When we speak, he estimates that it’ll be completed by the end of the day, a cause for celebration with a glass of champagne. For the new EP, Phillips says he tried to go against the grain of what he did with U, which sublimated the melancholy and angst of a breakup. “I’ve tried to be a bit more… I don’t like this word, but organic,” he says. “It’s less moody, more joyous, hopefully, maybe a bit more tender.”

U was also a solo effort, and Phillips is coy when asked if the new EP will feature collaborators: “That’s to be confirmed. I can’t answer that question yet!”


I like making music to maintain that kind of normal narrative in life."

— Will Phillips, aka Tourist.


Of course, Phillips’ most famous collaborator is blue-eyed soul singer Sam Smith, with whom he wrote “Stay With Me.” The blockbuster track won Smith, Phillips and third co-writer Jimmy Napes a Grammy for Song of the Year in 2015, an honour Phillips called “ridiculous” in a past interview.

One gets the sense that Phillips isn’t really one for the hue and cry of big industry award shows, especially when he explains why he favours the EP format: “You don't have to have a massive campaign and all that nonsense around a record. You can just do it and put it out. It feels like you're continuing the story you're trying to say.”

Even while he was on tour in Europe and America, Phillips kept spinning his story, making music that would become this new EP. “I like making music to maintain that kind of normal narrative in life,” he says. Another way he stays sane on tour is – he cringes at how "fitspirational" he must sound here – going on a run through the city he’s landed in.


I do very obsessively listen to things. I need it to not get boring."

— Will Phillips, aka Tourist.


“That's quite a nice way of seeing the city because usually when you go to a city you're not there as a” – he stumbles a little – “tourist, so to speak. You're there because you're working.” And in a sense, even when he’s running, Phillips is still working: he often takes the opportunity to make field recordings, usually of natural sounds, to use in his music.

His career is burgeoning, but Phillips has already dabbled in many types of music-making, whether it’s songwriting for others, creating for himself or remixing other people’s songs — like he did for Christine and the Queens recently.

He’d also leap at the chance to score a film or television show, as many musicians have been doing (think Mogwai with Atomic or SURVIVE with their work on Stranger Things), particularly because he’s recently watched the Denis Villeneuve sci-fi epic Arrival, whose “astounding” Jóhann Jóhannsson-composed score blew him away.
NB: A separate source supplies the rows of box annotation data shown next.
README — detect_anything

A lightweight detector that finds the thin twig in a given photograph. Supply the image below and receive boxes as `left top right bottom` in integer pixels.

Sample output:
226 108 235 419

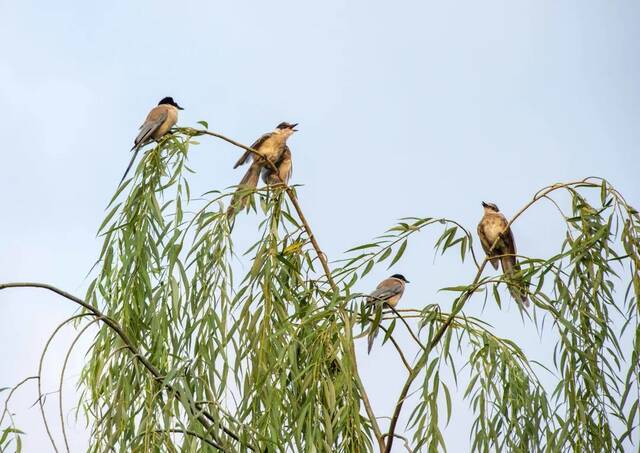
0 282 242 452
195 129 384 451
Phillips enthusiastically recommends me an episode of the podcast Song Exploder, where the Icelandic composer breaks down how the piece 'Heptapod B' was made, and I’m reminded of his professedly obsessive focus on his music and how that surely translates into a curiosity about how others marshal and manipulate sound. Only time will tell where that fascination will take him.


Tourist will perform at Laneway Festival 2017 on January 21st alongside Nick Murphy, Clams Casino, Floating Points and many more.